If you think you know about this feminist punk group from the media coverage of their trial, and Madonna’s flashes of solidarity, that’s not the half of it. Filmmakers Mike Lerner and Maxim Pozdorovkin, who won a special jury award in Sundance for this documentary, have forged a riveting account of the court case. But most of all, they have composed an fascinating and credibly heroic portrait of the three Pussy Riot members who go to trial. For all their collective bravado, they emerge as distinct and formidable personalities, who seem to be undergoing a personal transformation as the camera rolls—especially the mesmerizing Nadia (Nadezhda Tolokonnikova), who combines movie-star magnetism with insouciant wit and a sophisticated view of conceptual art. The film includes video clips of the the group’s hit-and-run performances and interviews. But their most revealing moments come from their candid conversations as prisoners behind the glass of the court’s media scrum. Like animals in a zoo, surrounded by a phalanx of cameras, they use their trial as a stage for impromptu performance art. Supporting players range from biker-like militants of the Orthodox church to the girls’ anxious but tolerant parents—notably Nadia’s father, who co-wrote lyrics for the punk anthem that landed them in jail after its fleeting performance in the church.

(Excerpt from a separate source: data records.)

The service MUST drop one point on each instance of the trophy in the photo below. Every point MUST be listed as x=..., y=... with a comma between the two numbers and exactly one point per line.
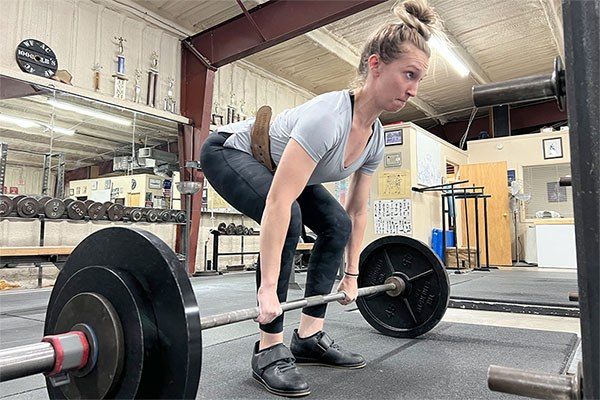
x=120, y=78
x=169, y=101
x=231, y=109
x=217, y=119
x=137, y=88
x=96, y=68
x=152, y=81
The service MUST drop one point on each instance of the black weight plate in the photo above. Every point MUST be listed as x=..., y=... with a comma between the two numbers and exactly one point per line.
x=164, y=298
x=123, y=292
x=28, y=207
x=16, y=200
x=5, y=205
x=97, y=313
x=115, y=212
x=96, y=211
x=136, y=215
x=165, y=216
x=54, y=208
x=424, y=301
x=42, y=199
x=76, y=209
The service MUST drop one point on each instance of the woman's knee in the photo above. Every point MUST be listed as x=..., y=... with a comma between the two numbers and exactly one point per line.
x=341, y=225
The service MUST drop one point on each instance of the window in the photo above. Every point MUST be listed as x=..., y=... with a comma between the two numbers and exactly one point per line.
x=541, y=181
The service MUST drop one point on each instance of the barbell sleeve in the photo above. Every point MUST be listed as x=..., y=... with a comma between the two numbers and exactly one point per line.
x=213, y=321
x=30, y=359
x=70, y=351
x=533, y=384
x=54, y=354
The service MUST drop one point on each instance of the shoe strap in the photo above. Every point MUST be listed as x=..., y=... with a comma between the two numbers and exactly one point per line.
x=324, y=342
x=272, y=355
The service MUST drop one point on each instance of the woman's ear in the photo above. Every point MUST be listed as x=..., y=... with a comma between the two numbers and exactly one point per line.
x=374, y=62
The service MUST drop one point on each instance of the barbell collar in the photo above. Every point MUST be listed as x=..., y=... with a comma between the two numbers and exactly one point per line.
x=533, y=384
x=55, y=354
x=31, y=359
x=213, y=321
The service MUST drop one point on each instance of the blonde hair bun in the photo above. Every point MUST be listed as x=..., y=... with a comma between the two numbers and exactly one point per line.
x=418, y=15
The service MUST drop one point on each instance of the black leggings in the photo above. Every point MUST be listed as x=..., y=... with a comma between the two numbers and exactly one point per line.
x=244, y=183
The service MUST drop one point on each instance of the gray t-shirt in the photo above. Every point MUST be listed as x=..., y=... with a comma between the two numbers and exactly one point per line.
x=321, y=126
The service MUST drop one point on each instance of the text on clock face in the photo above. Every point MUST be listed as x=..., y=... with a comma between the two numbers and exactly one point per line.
x=36, y=57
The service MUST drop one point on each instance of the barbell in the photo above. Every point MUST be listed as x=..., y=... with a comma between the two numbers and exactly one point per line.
x=125, y=323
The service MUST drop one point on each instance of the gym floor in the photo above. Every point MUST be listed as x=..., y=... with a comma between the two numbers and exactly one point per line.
x=449, y=362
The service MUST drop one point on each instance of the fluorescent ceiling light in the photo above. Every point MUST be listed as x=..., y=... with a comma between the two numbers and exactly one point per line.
x=456, y=63
x=89, y=112
x=60, y=130
x=28, y=123
x=23, y=123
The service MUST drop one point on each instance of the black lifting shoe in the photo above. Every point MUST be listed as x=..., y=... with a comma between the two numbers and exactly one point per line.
x=320, y=349
x=274, y=367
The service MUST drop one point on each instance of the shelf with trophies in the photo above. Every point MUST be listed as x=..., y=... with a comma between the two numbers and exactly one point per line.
x=42, y=113
x=127, y=89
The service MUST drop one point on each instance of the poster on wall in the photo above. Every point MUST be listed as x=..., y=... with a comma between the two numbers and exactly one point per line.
x=429, y=161
x=341, y=190
x=393, y=217
x=394, y=185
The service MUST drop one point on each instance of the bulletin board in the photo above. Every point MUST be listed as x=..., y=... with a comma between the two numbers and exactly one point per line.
x=393, y=217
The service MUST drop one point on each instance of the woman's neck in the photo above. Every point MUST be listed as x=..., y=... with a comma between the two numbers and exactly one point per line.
x=365, y=109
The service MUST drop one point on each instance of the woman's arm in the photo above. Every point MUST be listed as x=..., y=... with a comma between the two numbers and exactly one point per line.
x=291, y=177
x=356, y=207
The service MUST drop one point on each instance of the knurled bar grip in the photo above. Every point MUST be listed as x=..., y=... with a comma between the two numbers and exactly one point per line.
x=213, y=321
x=533, y=384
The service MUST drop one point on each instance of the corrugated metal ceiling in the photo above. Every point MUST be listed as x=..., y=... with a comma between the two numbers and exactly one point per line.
x=503, y=39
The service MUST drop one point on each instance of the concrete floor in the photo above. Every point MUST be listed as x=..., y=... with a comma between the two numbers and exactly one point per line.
x=449, y=362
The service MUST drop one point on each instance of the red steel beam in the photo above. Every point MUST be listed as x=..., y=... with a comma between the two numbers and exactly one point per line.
x=277, y=20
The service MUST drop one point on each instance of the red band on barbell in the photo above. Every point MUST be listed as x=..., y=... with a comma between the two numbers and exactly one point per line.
x=85, y=354
x=59, y=353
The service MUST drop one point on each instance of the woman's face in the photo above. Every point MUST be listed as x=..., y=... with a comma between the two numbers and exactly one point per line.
x=398, y=81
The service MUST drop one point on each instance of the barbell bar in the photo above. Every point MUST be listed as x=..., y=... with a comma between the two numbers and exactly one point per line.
x=21, y=361
x=141, y=324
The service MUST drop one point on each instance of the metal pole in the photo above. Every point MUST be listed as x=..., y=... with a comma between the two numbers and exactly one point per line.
x=188, y=211
x=487, y=243
x=26, y=360
x=477, y=255
x=536, y=385
x=213, y=321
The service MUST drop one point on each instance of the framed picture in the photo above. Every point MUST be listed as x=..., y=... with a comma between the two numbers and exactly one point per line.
x=552, y=148
x=393, y=138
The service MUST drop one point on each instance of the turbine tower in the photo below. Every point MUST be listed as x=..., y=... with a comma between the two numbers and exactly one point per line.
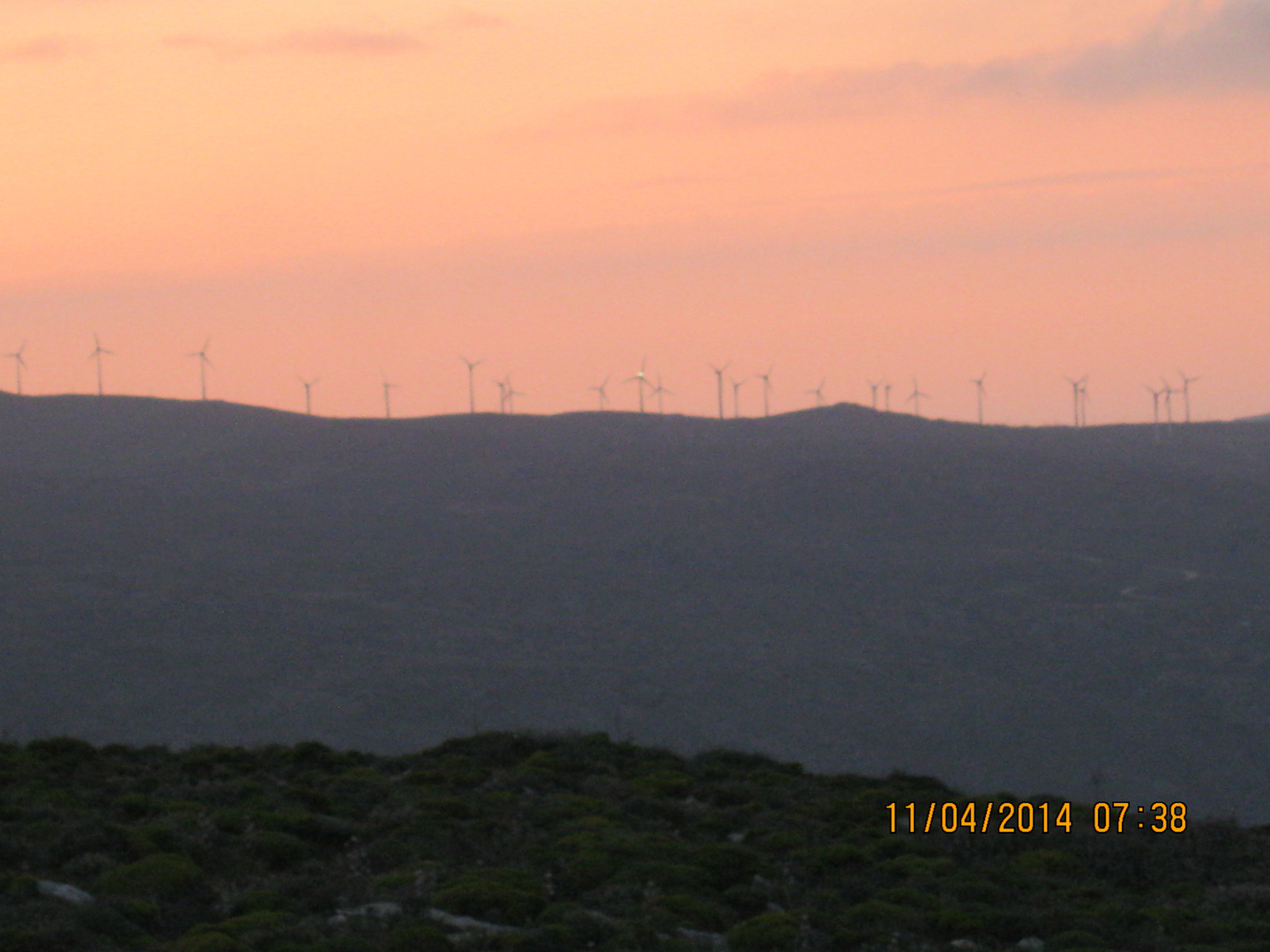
x=641, y=380
x=660, y=391
x=1186, y=383
x=979, y=392
x=1077, y=385
x=308, y=386
x=387, y=398
x=98, y=353
x=204, y=363
x=512, y=392
x=1154, y=407
x=719, y=377
x=18, y=365
x=471, y=381
x=818, y=392
x=736, y=395
x=915, y=398
x=603, y=397
x=767, y=386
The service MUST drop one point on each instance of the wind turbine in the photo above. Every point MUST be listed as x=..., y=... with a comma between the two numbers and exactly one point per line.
x=641, y=380
x=1154, y=407
x=818, y=392
x=387, y=400
x=719, y=376
x=767, y=386
x=660, y=391
x=471, y=381
x=603, y=397
x=512, y=392
x=204, y=363
x=915, y=397
x=1186, y=383
x=308, y=386
x=1076, y=398
x=98, y=353
x=18, y=363
x=736, y=395
x=979, y=392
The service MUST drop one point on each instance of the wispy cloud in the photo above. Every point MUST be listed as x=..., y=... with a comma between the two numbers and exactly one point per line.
x=1191, y=48
x=343, y=42
x=40, y=49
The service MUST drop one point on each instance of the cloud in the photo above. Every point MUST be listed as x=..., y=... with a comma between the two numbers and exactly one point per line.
x=1189, y=49
x=40, y=49
x=343, y=42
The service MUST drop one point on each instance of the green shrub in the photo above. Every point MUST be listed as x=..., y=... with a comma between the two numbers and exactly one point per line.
x=161, y=876
x=498, y=894
x=208, y=942
x=279, y=851
x=768, y=932
x=423, y=937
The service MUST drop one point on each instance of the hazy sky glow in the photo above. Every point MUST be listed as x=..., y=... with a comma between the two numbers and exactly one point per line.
x=888, y=188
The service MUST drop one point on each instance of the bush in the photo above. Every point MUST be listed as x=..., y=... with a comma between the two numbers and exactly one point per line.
x=768, y=932
x=159, y=876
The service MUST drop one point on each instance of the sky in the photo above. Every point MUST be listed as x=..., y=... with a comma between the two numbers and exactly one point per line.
x=902, y=190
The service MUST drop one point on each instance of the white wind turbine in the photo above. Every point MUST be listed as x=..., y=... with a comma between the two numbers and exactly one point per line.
x=471, y=381
x=98, y=353
x=204, y=363
x=660, y=391
x=767, y=386
x=18, y=365
x=818, y=392
x=309, y=385
x=600, y=390
x=736, y=395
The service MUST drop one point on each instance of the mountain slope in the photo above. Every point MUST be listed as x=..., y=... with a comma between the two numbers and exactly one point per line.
x=1074, y=611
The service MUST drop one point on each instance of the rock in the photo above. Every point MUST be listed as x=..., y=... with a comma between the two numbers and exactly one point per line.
x=64, y=891
x=705, y=940
x=465, y=923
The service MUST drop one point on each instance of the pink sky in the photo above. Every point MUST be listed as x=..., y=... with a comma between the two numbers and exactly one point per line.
x=886, y=190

When this documentary was first released a year ago, the members of Pussy Riot were still behind bars and their situation seemed dire. A what was most shocking to Western eyes is how little support they seemed to have among the people. Between the paltry turnouts for protests against their arrest and interviews with average Russians, the film makes it clear that these riot girls failed in winning the masses to their cause. In the West, however, they became celebrities. And now that Putin has released them in a burst of Olympic glasnost, they’re finding an audience on U.S. talk shows, preaching to the converted. If they could only make it as a girl band in America, the Russian people may start paying attention.